Former East Timor president is United Nation envoy to Guinea Bissau
AFP
January 1, 2013 11:30 MYT
January 1, 2013 11:30 MYT
UN Secretary-General Ban Ki-moon has tapped Jose Ramos-Horta, a former East Timor president and Nobel Peace Prize winner, as his new special representative to coup-stricken Guinea-Bissau.
The man who helped bring independence to East Timor will also head up the United Nations Integrated Peacebuilding Office (UNIOGBIS) in Guinea-Bissau.
He replaces Rwandan diplomat Joseph Mutaboba, whose term in the troubled west African nation ends on January 31.
Ramos-Horta, 63, "brings with him more than three decades of a diplomatic and political career in the service of peace and stability in Timor-Leste and beyond," a UN statement said.
Mutaboba, appointed in 2009, left the country in early December.
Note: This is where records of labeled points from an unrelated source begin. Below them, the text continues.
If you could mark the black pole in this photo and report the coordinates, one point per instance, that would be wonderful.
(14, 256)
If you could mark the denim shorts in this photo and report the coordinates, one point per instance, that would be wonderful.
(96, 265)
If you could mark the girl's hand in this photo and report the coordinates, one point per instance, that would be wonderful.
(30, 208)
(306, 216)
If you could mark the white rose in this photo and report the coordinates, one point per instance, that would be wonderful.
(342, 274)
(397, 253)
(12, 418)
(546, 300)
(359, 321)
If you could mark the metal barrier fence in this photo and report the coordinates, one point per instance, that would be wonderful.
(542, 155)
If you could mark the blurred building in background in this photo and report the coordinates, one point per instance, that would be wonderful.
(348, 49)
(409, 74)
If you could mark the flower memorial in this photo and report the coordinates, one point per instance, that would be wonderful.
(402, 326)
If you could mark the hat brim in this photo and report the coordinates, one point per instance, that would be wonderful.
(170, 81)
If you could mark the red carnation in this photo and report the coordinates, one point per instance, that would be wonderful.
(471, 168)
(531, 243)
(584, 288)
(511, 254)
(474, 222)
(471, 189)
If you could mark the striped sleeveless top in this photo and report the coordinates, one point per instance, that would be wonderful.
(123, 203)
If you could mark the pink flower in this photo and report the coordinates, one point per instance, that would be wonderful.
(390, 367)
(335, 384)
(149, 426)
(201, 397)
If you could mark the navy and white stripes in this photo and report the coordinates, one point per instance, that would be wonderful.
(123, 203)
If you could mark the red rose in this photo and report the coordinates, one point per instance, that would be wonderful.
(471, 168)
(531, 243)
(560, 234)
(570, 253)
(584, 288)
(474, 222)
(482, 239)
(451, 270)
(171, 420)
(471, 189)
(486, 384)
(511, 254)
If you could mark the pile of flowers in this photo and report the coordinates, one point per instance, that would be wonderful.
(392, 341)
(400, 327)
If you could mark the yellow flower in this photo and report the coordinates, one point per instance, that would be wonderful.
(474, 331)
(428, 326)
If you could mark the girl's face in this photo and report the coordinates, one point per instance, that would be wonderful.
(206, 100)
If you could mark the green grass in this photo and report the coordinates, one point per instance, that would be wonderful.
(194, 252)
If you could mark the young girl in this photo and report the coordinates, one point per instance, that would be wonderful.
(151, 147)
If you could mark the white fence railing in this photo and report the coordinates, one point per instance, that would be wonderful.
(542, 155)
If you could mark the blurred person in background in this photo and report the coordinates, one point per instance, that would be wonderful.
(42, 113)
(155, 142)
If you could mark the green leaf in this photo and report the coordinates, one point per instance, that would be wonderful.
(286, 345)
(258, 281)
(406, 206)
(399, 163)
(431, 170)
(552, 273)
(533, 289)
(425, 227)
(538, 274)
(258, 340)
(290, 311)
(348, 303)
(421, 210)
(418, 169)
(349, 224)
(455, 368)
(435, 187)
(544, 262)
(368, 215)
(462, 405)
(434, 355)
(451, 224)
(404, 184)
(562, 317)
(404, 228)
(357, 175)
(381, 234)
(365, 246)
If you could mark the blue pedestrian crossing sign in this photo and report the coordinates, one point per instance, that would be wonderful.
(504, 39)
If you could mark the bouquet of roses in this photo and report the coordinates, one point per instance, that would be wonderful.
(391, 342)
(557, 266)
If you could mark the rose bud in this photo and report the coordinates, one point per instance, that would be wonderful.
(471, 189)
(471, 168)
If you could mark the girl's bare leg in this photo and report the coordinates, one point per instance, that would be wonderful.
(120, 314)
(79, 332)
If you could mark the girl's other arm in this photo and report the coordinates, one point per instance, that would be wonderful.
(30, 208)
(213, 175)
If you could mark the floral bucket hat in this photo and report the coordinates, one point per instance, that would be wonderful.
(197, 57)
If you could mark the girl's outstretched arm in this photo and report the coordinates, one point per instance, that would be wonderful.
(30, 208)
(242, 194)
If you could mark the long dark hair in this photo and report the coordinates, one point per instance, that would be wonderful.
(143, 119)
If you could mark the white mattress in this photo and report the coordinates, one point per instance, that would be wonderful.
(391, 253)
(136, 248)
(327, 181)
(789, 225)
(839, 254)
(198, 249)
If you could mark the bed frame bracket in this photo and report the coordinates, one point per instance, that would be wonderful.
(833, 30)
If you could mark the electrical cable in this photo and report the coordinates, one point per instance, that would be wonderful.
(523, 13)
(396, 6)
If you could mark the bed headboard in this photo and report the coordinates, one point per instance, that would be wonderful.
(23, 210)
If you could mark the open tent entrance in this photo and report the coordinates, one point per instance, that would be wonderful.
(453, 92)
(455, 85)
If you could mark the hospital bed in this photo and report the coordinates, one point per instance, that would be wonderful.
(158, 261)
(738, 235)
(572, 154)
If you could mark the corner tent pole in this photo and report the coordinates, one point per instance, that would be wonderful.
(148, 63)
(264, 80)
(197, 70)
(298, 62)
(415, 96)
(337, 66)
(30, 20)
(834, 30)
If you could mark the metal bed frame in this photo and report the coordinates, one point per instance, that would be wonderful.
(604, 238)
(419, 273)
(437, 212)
Guinea-Bissau demanded he be replaced, accusing Mutaboba of favoring the government that lost power in an April coup that interrupted a presidential election.
An interim civilian administration plans to hold elections in 2013. Guinea-Bissau has suffered chronic instability due to conflict between the army and state since independence from Portugal in 1974.
Ramos-Horta, an exiled voice for East Timor during two decades of often brutal Indonesian occupation, advocated clemency for Indonesians accused of atrocities as well as renegade troops who tried to assassinate him in 2008.
He has since been active on international peace initiatives.
Ramos-Horta shared the 1996 Nobel Peace Prize with East Timorese Bishop Carlos Filipe Ximenes Belo.
He was nominated to the UN post just as the UN ends its peacekeeping mission in East Timor on Monday -- after 13 years in Asia's youngest nation following a bloody transition to independence.